Pâturage tournant dynamique : « J’ai adapté la méthode pour limiter les contraintes »
Yannick Debarre, dans les Deux-Sèvres, a adapté le pâturage tournant dynamique à sa façon de travailler, de sorte que cette pratique ne devienne pas une contrainte, tout en faisant profiter les animaux de l’herbe le plus longtemps possible.
Yannick Debarre, dans les Deux-Sèvres, a adapté le pâturage tournant dynamique à sa façon de travailler, de sorte que cette pratique ne devienne pas une contrainte, tout en faisant profiter les animaux de l’herbe le plus longtemps possible.

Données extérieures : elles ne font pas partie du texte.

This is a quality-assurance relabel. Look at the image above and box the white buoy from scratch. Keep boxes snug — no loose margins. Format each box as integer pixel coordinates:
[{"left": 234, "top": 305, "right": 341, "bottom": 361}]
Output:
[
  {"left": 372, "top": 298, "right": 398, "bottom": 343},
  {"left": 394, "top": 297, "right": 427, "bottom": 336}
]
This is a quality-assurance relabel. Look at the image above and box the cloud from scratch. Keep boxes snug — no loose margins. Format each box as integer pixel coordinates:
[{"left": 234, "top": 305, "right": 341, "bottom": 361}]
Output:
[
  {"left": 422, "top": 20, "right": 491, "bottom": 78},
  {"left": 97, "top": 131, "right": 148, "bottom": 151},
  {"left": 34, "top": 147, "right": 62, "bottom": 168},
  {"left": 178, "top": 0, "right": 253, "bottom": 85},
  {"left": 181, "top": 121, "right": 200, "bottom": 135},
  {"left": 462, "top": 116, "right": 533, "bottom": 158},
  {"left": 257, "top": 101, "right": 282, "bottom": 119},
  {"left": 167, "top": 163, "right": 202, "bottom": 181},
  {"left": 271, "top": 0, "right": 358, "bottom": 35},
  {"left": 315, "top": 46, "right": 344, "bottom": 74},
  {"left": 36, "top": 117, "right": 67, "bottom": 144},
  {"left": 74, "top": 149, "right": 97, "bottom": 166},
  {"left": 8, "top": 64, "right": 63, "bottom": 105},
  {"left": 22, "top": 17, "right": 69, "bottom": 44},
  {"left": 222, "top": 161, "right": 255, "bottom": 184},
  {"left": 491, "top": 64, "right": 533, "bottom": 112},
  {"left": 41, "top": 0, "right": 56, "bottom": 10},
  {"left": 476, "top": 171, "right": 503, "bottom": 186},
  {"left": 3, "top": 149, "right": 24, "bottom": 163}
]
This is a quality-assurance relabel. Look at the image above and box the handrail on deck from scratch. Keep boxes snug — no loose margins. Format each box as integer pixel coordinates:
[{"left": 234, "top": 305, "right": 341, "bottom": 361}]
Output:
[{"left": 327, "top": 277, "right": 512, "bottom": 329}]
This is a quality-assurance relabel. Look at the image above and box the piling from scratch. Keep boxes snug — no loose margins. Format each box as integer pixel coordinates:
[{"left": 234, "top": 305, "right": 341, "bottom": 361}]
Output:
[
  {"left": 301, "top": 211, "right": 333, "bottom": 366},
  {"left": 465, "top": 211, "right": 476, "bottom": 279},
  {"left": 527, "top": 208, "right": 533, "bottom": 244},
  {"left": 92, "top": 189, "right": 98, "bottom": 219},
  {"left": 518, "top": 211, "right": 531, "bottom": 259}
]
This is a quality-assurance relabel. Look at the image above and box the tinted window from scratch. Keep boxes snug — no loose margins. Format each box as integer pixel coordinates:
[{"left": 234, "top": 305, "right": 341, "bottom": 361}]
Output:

« J’ai commencé à m’interroger à la sécheresse de 2011. Dès le mois d’avril, je n’avais plus d’herbe dans les champs ! J’avais entendu parler du pâturage tournant dynamique. Je me suis lancé seul », se souvient Yannick Debarre, à la tête d’un cheptel naisseur-engraisseur de 80 mères limousines et de jeunes taurillons à Nueil-les-Aubiers dans les Deux-Sèvres. L’éleveur a d’abord découpé 1 à 2 hectares en paddocks de 50 ares, en tenant compte des points d’eau déjà en place. Puis en 2013, un projet Pâturage tournant dynamique (PTD) s’est monté à la Caveb, coopérative de producteurs de viande bovine, ovine et caprine des Deux-Sèvres et Vendée. « Je me suis inscrit à la première formation ! » Cet accompagnement a permis d’accélérer la mise en œuvre du PTD sur l’exploitation.
Aujourd’hui, 35 hectares sont conduits ainsi. « J’ai des parcelles qui entrent en rotation avec l’orge (21 ha avec implantation de ray-grass hybride sur 2 ans) et un site à 20 kilomètres de 59 hectares où je n’ai mis qu’une petite surface en pâturage tournant dynamique pour des raisons de transport. Sur le reste, je récolte uniquement des méteils et de l’enrubannage », souligne Yannick Debarre.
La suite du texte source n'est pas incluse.